Thirdly, holding on to past hurts that violated us as Image Bearers keeps us feeling worthless and shamed.  At some point in our lives, we got the message that bad things would not have happened to me if I was worth more.  This is a lie.  When someone harms another person, they are selfishly taking what does not belong to them.  This is another blog post to come, but God does not make different classes of people.  We are all equally image bearers.  The Bible contains a treasury of verses teaching that God does not have favorites.  He does not make “throw away girls” and “good girls”.  He creates every girl to be loved and cherished, imbuing each of us with value because He created us to belong to Him.  I have felt like a “throw away girl.” I found freedom in declaring that the abuse I suffered is sin.  I agreed with God (repented).  I released the abuse and the abuser to be judge by God, therefore, I can stop judging myself as worth-less than the abuser or others who have not been abused.  We are equal in God’s sight.  We are “sheep that have gone astray each of us to our own way.”  There is nothing in us that deserved to be harmed, rather, we each have free will.  We can freely choose to follow God, or we can freely choose to harm others to fulfill our selfish desires.  Abuse is about the abuser not the innocent.  Now, we can face the aftermath of the abuse.  Many of us begin to self-abuse.  Hand in hand, repentance and forgiveness, we go back to my first point and ask God to forgive us because we have self-abused.  We’ve damaged ourselves.  We need to repair the relationship with ourselves.

Conviction is a good feeling leading us to grace.

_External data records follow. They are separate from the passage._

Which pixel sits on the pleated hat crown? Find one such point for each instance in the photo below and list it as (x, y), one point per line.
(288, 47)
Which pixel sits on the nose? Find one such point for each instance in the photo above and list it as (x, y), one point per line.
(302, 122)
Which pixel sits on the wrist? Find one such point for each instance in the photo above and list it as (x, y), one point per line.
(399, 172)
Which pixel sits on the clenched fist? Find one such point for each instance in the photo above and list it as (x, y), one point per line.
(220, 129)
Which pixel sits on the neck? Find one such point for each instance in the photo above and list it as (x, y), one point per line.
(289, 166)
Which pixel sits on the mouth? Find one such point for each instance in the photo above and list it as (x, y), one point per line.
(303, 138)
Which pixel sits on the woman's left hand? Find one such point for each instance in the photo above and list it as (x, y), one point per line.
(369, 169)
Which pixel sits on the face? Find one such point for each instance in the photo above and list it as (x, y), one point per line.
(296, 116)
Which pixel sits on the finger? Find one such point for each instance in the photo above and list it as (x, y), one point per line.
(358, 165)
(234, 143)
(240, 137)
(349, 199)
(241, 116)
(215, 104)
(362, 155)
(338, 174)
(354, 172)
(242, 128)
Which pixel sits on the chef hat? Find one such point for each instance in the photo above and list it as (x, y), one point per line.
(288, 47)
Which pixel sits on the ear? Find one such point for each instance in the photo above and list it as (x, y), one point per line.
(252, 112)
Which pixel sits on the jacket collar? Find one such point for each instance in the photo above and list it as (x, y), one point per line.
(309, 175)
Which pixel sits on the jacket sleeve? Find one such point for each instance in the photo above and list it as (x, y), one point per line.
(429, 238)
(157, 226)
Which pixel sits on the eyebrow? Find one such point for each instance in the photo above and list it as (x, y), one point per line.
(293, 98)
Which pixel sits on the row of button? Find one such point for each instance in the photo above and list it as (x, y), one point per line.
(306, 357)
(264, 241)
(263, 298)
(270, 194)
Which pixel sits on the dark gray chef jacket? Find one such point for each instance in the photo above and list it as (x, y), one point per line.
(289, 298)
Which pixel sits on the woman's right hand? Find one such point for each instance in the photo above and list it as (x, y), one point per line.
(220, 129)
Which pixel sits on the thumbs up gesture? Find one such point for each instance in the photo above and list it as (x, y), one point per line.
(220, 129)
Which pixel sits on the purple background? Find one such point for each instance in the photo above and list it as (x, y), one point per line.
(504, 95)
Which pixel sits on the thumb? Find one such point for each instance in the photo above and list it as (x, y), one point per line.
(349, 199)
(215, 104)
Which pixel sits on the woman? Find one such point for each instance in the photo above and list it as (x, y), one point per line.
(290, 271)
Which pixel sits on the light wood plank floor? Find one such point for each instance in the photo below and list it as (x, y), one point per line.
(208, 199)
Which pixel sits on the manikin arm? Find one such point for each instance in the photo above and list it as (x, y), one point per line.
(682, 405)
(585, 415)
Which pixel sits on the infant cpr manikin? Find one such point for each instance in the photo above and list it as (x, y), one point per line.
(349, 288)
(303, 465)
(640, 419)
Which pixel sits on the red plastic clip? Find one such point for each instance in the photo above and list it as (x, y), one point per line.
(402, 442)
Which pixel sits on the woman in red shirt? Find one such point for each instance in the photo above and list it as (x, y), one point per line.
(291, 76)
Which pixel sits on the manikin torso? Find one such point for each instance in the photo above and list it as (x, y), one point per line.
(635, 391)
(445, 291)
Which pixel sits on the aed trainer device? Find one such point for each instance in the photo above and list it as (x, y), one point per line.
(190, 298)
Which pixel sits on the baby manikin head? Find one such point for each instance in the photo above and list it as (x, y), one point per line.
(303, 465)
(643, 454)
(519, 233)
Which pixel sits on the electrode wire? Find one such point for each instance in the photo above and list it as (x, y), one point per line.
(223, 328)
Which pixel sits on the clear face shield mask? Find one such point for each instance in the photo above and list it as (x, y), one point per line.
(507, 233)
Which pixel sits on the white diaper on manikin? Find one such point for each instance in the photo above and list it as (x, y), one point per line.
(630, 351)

Condemnation makes us feel hopeless.  We never enter a time of confession without Jesus’s grace.  The price has been paid.  We have no fear in uncovering our hurts or bad deeds before our God.  Freedom is found in repentance.  Holding on to our sin is like playing tug-of-war.  As long as the people on each end of the rope are tugging, we are at war.  We let go of our end of the rope by making confession and forgiving those who have hurt us. No matter how hard they may tug on their end, if we’ve released ours, the war is over.  But until we have released the rope, we are still a prisoner of war.  If this seems too difficult to do that’s because we must move from a place of power to confessing we are powerless.